A woman suffering a chronic migraine headache went for a lie down only to wake talking in a – FRENCH ACCENT.
Kay Russell, 49, spoke with a well-clipped accent until the acute migraine struck and she woke to find her speech was ”strange and slurred’ before it turned into a Gallic drawl.
Former saleswoman Kay went to hospital where she saw a neurologist and underwent an MRI scan who discovered the migraine had inflicted a mild form of brain damage.
Doctors diagnosed Kay with Foreign Accent Syndrome (FAS) – an extremely rare condition which damages part of the brain controlling speech and the way words are formed.
It is a one-in-250 million condition and there are just 60 recorded cases in the world.
Speaking yesterday, Kay, of Bishops Cleeve, near Cheltenham, Glos., said the condition had ”ruined her life” after it shattered her confidence forcing her to quit her job.
Kay, who has only ever been to France twice and hasn’t spoken the language since her O-Levels said: ”As a sufferer of this syndrome you are not trying to speak in an accent, it is a speech impediment.
”Whatever accent you hear, it is in the ears of the listener.
”My facial muscle movements are different, the inclination is different and the pronunciation.
”It also affects my hands and makes me write with a foreign accent.

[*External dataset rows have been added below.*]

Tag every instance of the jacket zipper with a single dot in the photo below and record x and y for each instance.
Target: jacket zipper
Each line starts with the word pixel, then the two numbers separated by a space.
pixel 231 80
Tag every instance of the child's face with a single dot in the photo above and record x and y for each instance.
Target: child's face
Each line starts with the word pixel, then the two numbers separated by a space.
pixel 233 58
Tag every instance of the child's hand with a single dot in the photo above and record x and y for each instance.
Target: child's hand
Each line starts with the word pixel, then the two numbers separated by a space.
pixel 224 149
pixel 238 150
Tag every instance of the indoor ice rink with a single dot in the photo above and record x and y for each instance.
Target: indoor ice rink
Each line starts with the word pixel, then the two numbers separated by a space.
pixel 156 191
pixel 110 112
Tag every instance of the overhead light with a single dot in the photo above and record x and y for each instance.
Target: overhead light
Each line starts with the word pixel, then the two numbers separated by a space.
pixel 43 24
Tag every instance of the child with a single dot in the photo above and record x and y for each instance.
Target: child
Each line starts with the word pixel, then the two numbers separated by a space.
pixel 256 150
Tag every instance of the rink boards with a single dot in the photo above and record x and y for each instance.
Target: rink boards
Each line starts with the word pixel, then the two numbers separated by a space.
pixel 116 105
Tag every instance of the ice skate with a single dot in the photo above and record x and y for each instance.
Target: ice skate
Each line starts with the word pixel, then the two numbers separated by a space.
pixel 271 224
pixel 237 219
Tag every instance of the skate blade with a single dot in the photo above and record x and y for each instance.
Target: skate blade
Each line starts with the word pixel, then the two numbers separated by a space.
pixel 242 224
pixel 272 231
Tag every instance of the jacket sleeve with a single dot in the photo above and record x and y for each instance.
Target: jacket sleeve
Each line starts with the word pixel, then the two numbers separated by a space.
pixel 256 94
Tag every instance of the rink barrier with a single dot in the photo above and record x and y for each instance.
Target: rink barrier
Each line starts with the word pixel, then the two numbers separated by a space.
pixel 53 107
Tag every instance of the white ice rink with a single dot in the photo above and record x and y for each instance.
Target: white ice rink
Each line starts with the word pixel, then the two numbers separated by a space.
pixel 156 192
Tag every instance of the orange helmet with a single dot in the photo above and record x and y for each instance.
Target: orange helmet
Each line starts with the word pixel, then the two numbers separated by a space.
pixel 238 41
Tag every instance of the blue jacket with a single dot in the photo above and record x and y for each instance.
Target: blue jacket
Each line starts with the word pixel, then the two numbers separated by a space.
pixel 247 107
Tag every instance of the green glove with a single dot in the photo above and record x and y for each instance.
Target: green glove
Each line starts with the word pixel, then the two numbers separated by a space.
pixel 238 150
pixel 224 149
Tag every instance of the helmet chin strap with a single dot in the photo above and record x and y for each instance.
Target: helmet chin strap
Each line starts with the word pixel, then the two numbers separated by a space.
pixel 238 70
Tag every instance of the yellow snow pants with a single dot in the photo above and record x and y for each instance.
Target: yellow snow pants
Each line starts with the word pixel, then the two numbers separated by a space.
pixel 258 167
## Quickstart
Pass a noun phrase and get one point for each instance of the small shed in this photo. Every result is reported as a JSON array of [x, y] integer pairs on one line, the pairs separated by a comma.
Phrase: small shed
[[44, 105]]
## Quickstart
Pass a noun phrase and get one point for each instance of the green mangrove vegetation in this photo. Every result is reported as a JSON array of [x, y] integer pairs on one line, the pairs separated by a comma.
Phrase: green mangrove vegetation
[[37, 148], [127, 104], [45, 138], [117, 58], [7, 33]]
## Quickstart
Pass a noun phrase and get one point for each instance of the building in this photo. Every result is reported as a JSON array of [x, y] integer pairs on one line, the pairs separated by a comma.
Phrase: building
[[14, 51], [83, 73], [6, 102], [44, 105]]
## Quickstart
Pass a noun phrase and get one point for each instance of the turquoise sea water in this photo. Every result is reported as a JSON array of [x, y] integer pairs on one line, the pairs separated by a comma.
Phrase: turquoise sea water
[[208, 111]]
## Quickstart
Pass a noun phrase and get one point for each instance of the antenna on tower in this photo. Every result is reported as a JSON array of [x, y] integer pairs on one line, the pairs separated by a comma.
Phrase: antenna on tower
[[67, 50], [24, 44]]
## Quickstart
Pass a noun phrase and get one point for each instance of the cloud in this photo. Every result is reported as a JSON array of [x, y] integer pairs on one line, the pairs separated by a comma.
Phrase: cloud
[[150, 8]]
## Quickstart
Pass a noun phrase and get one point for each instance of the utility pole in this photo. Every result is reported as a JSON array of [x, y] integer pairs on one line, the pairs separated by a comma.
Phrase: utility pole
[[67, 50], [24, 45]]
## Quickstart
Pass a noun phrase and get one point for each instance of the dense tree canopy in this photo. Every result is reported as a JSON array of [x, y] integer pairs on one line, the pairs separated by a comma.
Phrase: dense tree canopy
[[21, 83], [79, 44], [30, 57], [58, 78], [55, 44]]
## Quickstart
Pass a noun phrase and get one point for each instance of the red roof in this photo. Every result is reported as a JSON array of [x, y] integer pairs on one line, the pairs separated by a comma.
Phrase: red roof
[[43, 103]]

For example, I say peoples not people and that is how I would write it.
”A lot of people come up and say ‘what a lovely voice you have’.
”You lose your identity and an awful lot about yourself. I feel like I come across as a different person.
”It’s not just my voice I miss. I would love to have my old voice back obviously. But it goes way way beyond that. It’s the person I was – the person I want to be.
”People say to me I sound Eastern European or Russian.”
Divorcee Kay, who has two grown-up children and five grandchildren, has suffered migraines for years, which have worsened recently.
But she suffered a particularly intense attack on January 4 this year which left her bed-bound in agonising pain.
Kay awoke to find her voice pattern was slurred and when it eventually cleared Kay spoke with a strong Gallic accent.
She was forced to quit her job as a sales executive for Premiere Products in Cheltenham because the condition meant she was unable to carry out her role.
Kay misses out function words such as ‘a’, ‘of’ and ‘to’ and also slips into foreign dialect using ‘people’s’ instead of ‘people’.
She visited experts who diagnosed FAS, which can last for days, weeks, months, years or forever and there is currently no known cure.
There is little evidence or research done on the causes but the effects can be devastating, with even friends and relatives unable to recognise her.
FAS is an extremely rare disorder where parts of the brain that control speech are damaged, usually by a stroke or injury.
The condition is actually a speech impediment where the listener interprets a foreign accent.
Professor Nick Miller, from Newcastle University, is an expert on the subject and said there is no known cure for the condition, which can leave sufferers ‘devastated’.
He said: ”A lot of people with Foreign Accent Syndrome speak of a loss of their former accent or speak in terms of bereavement as though they have lost a bit of the their former selves.
”They say part of their personality has died almost or been lost to them.”
Experts believe there are around 60 people in the world currently suffering with FAS, including a 35 year-old from Devon whose thick West Country drawl was altered to Chinese.
Other cases include an American who began speaking in a French accent following a car crash, a British man sounding Mexican, a Norwegian developing a German accent, and a Portuguese man sounding Chinese.